This dynamic is playing out in real time at Palantir. As the cost per token drops, customers are deploying AI more aggressively across their operations, burning through far more tokens than expected. For Palantir, this translates into accelerating platform usage and stronger revenue momentum.

However, Sankar was quick to draw a firm boundary. Palantir is deliberately positioning itself as a “no slop zone,” pushing back against the industry tendency toward flashy but low-value AI experiments.

“More tokens means more slop,” Sankar said, criticizing the practice of “tokenmaxxing” — maximizing usage for its own sake rather than driving measurable business outcomes.

This disciplined approach appears to be resonating with customers. Palantir posted robust first-quarter results and significantly raised its full-year outlook, reinforcing its status as one of the clearest winners in the enterprise and government AI software market.

Strong Results Across the Board

For the quarter ended March 31, Palantir reported revenue of $1.63 billion, beating Wall Street expectations of $1.54 billion. Adjusted earnings per share came in at 33 cents, ahead of the 28 cents forecasted.

Growth was particularly impressive on the commercial side, with U.S. commercial revenue exploding 133% year-over-year to $595 million. U.S. government revenue rose 84% to $687 million, helping drive overall revenue up 85% to $1.6 billion. U.S. revenue doubled to $1.28 billion.

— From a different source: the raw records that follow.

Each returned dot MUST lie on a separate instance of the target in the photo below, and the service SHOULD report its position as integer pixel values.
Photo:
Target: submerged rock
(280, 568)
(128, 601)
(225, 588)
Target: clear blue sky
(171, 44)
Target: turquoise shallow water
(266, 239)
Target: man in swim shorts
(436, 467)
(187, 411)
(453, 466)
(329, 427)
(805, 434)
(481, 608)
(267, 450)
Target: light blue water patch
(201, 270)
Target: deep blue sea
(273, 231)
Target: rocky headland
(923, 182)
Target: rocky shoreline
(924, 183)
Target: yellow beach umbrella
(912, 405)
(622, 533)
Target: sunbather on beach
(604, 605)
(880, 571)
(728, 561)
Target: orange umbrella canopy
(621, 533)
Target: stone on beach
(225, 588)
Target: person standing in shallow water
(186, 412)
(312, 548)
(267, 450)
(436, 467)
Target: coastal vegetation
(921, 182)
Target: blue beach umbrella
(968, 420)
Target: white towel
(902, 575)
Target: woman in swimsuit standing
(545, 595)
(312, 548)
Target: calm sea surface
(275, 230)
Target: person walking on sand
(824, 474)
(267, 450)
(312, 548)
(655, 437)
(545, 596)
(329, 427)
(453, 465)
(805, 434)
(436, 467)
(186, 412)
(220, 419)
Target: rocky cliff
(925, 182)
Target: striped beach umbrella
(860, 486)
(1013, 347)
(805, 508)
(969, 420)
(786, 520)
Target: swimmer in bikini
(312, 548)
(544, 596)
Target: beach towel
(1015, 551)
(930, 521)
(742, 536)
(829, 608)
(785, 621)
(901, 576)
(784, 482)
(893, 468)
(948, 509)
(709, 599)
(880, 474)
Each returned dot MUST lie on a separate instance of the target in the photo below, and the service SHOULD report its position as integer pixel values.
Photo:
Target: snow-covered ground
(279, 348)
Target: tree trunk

CEO Alex Karp struck a bullish tone in his letter to shareholders. He said: “The United States remains the center, the constant core, of our business. And that business is erupting.”

Buoyed by demand, Palantir raised its fiscal 2026 revenue guidance to $7.65–$7.66 billion, up from the prior range of $7.18–$7.20 billion. It also increased its U.S. commercial revenue target to more than $3.22 billion. For the second quarter, the company expects revenue between $1.797 billion and $1.801 billion, comfortably above consensus estimates of $1.68 billion.

Palantir’s government business continues to benefit from the growing role of AI in modern warfare. Its Maven AI system, which supports data analysis and real-time targeting decisions, became an official “program of record” for the Pentagon in March — a designation that locks in long-term funding and institutional adoption across the U.S. military. The company also recently secured a $300 million contract with the U.S. Department of Agriculture.

On the commercial front, enterprises are increasingly turning to Palantir’s platforms to integrate disparate data sources and automate complex operational decisions. The combination of sticky government contracts and accelerating commercial wins has created a powerful dual growth engine.

While many AI companies are chasing raw usage volume, Palantir is betting that customers ultimately want reliable, high-impact systems rather than experimental demos. By focusing on practical deployments and warning against “AI slop,” the company is trying to build a reputation for quality and ROI in a market increasingly flooded with hype.

This approach seems to be paying off. Palantir’s ability to deliver tangible results for large organizations, particularly in complex environments like defense, intelligence, and heavy industry, sets it apart from pure-play AI model providers and more generic software vendors.

Palantir has come a long way from its early days, focused primarily on government intelligence work. It is now firmly established as a major player in the enterprise AI space, with a growing commercial book and a defensible position in high-stakes national security applications.

As token consumption continues to surge and AI becomes more deeply embedded in organizational workflows, Palantir’s “no slop zone” philosophy could prove to be a significant competitive advantage, helping it win and retain customers who are growing weary of flashy but ineffective AI experiments.